As it looks to me, this is exact reason why services' temp folder should be cleaned by one of the services running service account.

In fact, the most accurate solution would be bringing up native Windows disc cleanup prompt rather than doing what you do, but this is strictly an opinion of my own. And no, I have no idea of how or whether it is possible.

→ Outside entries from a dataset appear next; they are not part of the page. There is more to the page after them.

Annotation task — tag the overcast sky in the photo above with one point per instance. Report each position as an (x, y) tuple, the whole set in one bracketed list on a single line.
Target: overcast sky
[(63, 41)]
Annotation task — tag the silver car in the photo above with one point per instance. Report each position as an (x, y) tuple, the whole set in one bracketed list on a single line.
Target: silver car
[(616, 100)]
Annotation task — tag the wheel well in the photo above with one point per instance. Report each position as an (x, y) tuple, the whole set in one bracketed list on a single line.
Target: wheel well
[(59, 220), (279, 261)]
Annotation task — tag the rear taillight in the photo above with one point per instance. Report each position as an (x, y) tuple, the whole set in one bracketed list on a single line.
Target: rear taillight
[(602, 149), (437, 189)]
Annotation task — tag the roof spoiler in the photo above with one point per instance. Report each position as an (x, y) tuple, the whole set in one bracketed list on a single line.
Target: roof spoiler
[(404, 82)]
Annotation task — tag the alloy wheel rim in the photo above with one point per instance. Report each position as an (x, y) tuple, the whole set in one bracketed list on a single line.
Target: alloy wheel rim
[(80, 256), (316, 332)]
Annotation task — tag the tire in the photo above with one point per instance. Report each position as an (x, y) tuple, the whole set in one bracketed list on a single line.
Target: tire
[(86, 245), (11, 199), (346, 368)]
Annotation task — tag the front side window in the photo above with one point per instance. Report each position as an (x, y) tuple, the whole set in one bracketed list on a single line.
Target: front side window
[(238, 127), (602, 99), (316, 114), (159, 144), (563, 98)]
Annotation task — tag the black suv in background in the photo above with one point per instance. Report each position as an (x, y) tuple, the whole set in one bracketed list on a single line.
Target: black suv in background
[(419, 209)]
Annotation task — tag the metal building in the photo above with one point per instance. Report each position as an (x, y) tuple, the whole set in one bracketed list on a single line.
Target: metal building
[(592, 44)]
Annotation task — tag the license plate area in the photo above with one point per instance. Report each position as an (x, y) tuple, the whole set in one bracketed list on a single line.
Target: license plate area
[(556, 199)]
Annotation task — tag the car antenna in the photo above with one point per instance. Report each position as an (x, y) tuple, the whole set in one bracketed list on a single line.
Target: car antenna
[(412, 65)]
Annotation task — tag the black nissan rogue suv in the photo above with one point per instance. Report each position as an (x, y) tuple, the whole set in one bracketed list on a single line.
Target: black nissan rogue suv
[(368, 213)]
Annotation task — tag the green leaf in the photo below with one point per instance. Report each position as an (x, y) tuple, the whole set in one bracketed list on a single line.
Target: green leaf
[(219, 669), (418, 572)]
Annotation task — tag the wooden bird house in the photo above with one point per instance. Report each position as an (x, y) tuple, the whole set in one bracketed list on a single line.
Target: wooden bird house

I am just trying to avoid writing a completely new piece of software just as a service, the rewrite would entail more work to avoid permission issues (as the users are able to scan/include other folders for cleanup manually, which puts a whole wrench into the works for security). And yes, Disc Cleanup is a good thing, but the Temp folder it touches is your personal account, not the service one and it's rare for a user to even know what Disc Cleanup is or does (or even exists).

[GuruSR]

Well, what I ended up doing was indeed using SeRestorePrivilege, since while looking at the code, I must of been thinking *right* that day, and had written the scanning code modular enough, that I could add in functionality to test the path of the item being worked on, so I devised a way to "mark" the active permission for SeRestorePrivilege and ensure it was only active when inside the SYSTEM account's Temp folder (HKLM\System\CurrentControlSet\Control\Session Manager\Environment\Temp). So since it is modular, it would first scan each folder looking for data to remove, then it would remove that data once it had compiled a database of the files/folders being removed, then it would remove the files, then the folders, all the while testing against the SYSTEM account's Temp path against each item and adjusting the SeRestorePrivilege accordingly. The automatic scanning won't start on timer while the user scanner is open and the user scanner won't open (via user pressed button) while the automatic scan is in progress. So thank you for the SeRestorePrivilege idea and I've safely been testing it for a while and it hasn't been able to remove files I deliberately placed into folders using alternate credentials (IE: .tmp file and folders who are owned by SYSTEM placed in user temp folders).